Mentre le cronache italiane erano concentrate sul nome “corretto” da dare agli hamburger vegani per non “disturbare” l’industria della carne, il Parlamento Europeo destinava un terzo del bilancio comunitario all’agricoltura industriale e all’allevamento intensivo per altri sette anni.
In spregio alle promesse di cambiare paradigma e orientare i fondi europei al raggiungimento della neutralità climatica e al risanamento ambientale, l’Eurocamera ha svuotato in maniera irreparabile la Politica agricola comune (PAC), che con i suoi 357 miliardi di euro in 7 anni rappresenta il principale strumento di sostegno all’agricoltura comunitaria.
Lo slittamento di due anni causato dall’incapacità di mettersi d’accordo fra istituzioni europee avrebbe lasciato tutto il tempo di negoziare una PAC in linea con il Green deal. Ma non è stato fatto.
Con 425 voti a favore, 212 contrari e 51 astenuti (scopri come hanno votato gli eurodeputati), è passata la posizione di compromesso raggiunta già nei giorni scorsi da popolari (PPE), socialdemocratici (S&D) e liberali (Renew). Con uno strategemma ai limiti del regolamento, il Presidente del Parlamento Europeo David Sassoli ha dato una corsia preferenziale alla votazione sul pacchetto di compromesso, anticipandola di un giorno e rendendo sostanzialmente vana la discussione successiva. Questa votazione toglie senso alla già debole proposta iniziale, avanzata dalla Commissione europea oltre un anno fa.

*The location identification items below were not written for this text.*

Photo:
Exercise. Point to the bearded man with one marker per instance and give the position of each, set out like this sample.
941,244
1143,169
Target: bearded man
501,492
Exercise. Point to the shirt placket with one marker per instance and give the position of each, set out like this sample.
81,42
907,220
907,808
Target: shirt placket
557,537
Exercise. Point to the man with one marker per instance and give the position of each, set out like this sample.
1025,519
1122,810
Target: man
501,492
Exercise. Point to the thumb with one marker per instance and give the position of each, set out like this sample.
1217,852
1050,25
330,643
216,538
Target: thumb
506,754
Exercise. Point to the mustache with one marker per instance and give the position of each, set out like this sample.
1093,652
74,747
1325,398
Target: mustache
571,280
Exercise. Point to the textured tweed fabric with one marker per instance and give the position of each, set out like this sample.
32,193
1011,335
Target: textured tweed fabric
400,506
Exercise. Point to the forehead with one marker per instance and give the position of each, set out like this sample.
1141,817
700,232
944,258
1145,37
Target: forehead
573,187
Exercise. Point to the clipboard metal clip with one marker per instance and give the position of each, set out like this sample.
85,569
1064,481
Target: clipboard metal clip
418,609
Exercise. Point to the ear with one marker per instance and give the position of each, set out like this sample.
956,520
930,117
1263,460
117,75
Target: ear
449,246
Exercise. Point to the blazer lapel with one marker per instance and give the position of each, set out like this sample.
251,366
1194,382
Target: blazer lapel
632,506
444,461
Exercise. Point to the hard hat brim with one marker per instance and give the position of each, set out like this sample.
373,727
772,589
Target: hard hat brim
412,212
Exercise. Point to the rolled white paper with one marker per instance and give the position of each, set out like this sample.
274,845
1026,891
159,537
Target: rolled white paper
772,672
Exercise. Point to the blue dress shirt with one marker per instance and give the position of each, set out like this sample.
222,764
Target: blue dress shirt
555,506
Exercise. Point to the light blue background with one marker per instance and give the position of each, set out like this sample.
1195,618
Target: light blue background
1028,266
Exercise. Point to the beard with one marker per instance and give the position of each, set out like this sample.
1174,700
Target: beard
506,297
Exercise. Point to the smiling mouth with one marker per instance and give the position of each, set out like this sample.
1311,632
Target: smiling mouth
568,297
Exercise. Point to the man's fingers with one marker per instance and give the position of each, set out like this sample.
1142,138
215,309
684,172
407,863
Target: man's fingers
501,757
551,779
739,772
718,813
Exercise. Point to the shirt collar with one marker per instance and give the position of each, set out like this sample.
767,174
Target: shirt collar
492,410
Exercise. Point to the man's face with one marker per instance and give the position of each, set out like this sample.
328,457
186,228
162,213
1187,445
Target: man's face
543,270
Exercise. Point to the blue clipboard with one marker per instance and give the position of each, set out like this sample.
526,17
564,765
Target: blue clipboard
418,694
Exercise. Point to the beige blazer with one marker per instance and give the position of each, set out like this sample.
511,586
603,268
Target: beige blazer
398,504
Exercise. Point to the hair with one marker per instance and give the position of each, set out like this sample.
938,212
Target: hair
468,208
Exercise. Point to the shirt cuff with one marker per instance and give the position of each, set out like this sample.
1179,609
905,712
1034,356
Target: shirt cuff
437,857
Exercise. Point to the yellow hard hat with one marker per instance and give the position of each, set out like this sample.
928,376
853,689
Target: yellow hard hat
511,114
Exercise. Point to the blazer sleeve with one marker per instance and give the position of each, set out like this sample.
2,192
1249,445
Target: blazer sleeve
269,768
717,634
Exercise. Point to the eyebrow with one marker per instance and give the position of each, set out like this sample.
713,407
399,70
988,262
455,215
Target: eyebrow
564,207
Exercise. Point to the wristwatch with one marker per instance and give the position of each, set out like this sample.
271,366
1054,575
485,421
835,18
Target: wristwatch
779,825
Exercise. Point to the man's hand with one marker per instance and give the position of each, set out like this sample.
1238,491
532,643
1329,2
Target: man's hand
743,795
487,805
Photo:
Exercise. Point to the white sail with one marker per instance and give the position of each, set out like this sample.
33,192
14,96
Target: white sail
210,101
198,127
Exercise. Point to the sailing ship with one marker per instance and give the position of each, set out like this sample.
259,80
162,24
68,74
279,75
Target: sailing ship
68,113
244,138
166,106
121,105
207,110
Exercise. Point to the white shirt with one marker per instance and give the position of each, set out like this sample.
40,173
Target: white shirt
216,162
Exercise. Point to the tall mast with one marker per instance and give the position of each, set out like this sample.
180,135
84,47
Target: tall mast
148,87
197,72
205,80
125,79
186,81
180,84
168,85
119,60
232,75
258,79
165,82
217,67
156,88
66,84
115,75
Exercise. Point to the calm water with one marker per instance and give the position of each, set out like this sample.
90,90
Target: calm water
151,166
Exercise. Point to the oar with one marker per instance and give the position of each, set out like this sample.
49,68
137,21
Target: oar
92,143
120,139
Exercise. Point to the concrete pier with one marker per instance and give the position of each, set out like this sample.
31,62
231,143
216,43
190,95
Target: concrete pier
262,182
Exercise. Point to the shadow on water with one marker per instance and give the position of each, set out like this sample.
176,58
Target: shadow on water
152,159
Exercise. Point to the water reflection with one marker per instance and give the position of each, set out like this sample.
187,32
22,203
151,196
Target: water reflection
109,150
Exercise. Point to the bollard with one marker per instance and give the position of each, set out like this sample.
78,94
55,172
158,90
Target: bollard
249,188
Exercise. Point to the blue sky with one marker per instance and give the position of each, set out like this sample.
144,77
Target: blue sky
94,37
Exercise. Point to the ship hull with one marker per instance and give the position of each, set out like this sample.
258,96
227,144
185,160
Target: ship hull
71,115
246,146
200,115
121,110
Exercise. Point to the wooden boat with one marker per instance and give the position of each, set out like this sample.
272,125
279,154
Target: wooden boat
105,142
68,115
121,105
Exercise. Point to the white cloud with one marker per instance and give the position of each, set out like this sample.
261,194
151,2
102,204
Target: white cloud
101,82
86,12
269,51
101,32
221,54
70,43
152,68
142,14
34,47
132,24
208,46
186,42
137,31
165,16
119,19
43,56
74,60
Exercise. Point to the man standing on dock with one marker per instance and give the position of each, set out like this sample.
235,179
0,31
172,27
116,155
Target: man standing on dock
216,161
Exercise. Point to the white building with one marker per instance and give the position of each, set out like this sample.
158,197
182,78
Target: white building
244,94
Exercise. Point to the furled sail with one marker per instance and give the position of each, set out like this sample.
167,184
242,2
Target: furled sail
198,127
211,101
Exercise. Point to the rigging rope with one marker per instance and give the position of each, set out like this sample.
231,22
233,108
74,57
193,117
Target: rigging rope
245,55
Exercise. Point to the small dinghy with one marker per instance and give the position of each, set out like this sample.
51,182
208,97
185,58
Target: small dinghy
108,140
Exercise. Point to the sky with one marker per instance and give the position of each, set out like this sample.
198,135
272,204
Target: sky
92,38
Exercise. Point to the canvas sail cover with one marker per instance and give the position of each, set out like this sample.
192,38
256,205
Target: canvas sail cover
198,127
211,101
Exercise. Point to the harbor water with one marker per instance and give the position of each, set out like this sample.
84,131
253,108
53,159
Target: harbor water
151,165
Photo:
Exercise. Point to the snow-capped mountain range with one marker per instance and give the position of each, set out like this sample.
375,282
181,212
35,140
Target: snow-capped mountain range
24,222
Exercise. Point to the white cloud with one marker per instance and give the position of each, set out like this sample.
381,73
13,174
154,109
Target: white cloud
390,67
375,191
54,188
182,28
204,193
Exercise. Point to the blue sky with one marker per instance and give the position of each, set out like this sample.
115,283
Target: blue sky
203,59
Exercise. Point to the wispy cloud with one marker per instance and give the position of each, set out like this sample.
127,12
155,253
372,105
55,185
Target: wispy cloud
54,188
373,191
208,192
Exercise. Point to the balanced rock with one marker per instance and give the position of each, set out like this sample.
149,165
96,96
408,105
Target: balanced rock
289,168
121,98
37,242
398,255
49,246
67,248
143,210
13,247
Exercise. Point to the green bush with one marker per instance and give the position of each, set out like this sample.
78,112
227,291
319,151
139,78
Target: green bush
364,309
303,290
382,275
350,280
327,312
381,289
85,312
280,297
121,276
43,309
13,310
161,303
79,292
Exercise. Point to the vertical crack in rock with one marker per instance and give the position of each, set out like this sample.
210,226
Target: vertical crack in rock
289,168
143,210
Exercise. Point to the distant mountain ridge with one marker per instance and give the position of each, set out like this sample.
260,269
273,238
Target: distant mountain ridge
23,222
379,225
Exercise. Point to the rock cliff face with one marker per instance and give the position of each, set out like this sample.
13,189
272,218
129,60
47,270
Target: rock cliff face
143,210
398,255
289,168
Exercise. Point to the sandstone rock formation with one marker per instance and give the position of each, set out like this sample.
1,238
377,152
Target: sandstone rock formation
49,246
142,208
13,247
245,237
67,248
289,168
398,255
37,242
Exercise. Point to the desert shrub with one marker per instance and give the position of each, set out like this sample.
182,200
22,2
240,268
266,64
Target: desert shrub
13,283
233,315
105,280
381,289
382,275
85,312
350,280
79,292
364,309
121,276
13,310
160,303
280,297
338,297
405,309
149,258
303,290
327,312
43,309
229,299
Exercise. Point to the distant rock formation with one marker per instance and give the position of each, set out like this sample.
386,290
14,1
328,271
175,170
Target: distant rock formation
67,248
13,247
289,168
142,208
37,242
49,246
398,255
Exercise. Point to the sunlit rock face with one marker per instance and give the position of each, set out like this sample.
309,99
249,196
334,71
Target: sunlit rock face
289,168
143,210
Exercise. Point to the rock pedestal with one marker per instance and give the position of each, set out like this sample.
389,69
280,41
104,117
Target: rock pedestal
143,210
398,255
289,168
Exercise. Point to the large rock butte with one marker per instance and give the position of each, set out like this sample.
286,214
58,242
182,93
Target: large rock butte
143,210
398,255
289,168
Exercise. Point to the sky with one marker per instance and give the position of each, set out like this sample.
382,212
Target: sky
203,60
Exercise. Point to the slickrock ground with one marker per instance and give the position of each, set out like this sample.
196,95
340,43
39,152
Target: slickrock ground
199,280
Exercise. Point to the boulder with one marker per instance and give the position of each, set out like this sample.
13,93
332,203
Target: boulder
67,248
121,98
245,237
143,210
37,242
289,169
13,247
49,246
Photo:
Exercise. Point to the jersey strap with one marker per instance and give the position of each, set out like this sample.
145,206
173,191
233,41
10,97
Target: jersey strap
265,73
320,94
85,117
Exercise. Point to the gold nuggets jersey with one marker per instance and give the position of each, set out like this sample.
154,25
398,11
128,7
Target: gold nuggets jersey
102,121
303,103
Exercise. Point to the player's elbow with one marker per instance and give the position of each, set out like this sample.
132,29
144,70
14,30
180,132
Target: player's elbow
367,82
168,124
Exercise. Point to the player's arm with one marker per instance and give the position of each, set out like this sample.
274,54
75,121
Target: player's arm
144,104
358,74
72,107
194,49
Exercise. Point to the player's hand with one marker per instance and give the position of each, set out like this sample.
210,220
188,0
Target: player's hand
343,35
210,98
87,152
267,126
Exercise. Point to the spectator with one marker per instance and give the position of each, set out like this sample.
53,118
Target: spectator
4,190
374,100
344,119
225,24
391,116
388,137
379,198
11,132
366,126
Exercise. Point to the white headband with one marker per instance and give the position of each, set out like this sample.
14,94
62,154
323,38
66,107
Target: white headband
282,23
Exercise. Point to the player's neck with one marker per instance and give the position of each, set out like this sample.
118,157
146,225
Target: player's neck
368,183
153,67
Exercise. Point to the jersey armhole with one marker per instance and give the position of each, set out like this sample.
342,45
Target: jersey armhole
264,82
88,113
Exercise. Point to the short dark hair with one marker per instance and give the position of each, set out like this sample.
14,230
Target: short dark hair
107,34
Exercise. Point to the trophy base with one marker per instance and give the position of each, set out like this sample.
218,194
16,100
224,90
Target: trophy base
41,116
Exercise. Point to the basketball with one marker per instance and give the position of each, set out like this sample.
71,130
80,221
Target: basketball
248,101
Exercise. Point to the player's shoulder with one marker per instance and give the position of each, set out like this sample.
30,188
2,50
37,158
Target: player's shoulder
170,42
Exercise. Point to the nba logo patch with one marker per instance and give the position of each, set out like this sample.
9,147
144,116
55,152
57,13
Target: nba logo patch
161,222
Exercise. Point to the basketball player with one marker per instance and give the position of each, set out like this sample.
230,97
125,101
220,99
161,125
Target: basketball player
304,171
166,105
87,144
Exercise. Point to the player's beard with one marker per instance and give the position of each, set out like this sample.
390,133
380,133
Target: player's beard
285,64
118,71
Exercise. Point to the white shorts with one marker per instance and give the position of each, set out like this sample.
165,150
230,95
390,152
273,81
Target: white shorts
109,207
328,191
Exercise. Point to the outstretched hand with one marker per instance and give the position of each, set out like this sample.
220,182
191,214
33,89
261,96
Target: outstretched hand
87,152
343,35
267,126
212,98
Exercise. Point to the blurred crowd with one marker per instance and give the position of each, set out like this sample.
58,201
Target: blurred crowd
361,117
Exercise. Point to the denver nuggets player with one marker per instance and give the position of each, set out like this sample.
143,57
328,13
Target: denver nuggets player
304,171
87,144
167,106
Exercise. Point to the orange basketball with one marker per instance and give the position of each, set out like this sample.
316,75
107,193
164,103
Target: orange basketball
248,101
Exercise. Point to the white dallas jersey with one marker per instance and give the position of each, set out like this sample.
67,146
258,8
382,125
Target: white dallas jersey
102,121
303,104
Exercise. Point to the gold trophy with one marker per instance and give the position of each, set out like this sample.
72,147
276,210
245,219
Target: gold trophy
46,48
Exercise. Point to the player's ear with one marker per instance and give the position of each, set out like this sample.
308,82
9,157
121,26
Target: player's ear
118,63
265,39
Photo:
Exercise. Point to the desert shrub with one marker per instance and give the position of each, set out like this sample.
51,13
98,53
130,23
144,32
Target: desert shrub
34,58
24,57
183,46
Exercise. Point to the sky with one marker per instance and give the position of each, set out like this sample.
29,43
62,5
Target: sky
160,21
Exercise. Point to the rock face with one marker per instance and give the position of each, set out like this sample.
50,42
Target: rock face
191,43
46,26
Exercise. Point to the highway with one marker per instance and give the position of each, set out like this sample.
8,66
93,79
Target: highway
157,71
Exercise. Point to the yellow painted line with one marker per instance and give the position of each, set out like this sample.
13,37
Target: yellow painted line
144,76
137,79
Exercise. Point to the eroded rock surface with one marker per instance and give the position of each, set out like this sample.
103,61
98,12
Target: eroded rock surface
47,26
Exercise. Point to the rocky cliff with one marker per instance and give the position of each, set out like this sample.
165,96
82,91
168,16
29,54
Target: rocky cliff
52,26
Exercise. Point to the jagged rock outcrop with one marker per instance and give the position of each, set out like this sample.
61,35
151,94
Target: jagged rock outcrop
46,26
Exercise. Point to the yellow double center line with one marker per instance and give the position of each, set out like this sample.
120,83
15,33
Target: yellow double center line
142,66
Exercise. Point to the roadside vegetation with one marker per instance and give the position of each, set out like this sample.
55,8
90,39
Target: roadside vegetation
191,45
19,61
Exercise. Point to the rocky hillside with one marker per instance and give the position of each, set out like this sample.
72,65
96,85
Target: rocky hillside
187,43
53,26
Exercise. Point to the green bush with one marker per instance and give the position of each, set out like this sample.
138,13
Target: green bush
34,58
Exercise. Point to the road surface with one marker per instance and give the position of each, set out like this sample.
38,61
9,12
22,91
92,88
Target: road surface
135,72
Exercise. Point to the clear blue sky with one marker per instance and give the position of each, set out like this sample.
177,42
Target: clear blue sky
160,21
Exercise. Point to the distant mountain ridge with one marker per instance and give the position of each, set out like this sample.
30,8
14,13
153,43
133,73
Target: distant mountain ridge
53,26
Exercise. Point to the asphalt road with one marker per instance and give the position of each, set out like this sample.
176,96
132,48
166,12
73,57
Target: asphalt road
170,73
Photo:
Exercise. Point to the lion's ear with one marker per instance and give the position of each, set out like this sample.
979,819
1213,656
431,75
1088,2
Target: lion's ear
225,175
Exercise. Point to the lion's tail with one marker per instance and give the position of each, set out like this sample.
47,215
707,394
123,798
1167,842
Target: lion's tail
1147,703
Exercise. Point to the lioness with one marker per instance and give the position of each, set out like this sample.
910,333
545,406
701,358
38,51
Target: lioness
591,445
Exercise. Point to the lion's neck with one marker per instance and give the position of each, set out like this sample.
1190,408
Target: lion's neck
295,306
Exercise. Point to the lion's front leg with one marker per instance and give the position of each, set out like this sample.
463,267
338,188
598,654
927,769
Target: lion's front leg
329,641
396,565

Non sono bastate le mobilitazioni che hanno invaso i social durante gli ultimi tre giorni, unendo associazioni ambientaliste, movimenti per la giustizia climatica e organizzazioni dei piccoli agricoltori. I politici europei e nazionali hanno deciso di non ascoltare le loro voci e piegarsi alle richieste delle grandi imprese dell’agroindustria riunite nella potente lobby del Copa-Cogeca.
In sostanza, un pacchetto da circa 50 miliardi annui, 1/3 del bilancio UE, sarà ancora destinato all’agricoltura industriale. Nel decennio 2005-20016 la PAC ha arricchito solo il 20% delle imprese, mentre 10 milioni di persone hanno perso un lavoro in agricoltura. Nello stesso arco di tempo 4 milioni di aziende agricole hanno chiuso, ma la superficie coltivata è rimasta invariata, segno che le grandi imprese che prendono la maggior parte dei fondi europei comprano le terre di quelle piccole, che finiscono fuori mercato.
Questa politica ha fatto vincere le aziende che praticano agricoltura e allevamento intensivi e riducono la biodiversità, causando una fetta consistente delle emissioni europee. I voti di ieri sono un nuovo inchino a questi signori della crisi ecologica: ora l’unico modo per evitare di perdere anni che non abbiamo, è che la Commissione europea prenda atto del fatto che la sua proposta è stata snaturata e la ritiri.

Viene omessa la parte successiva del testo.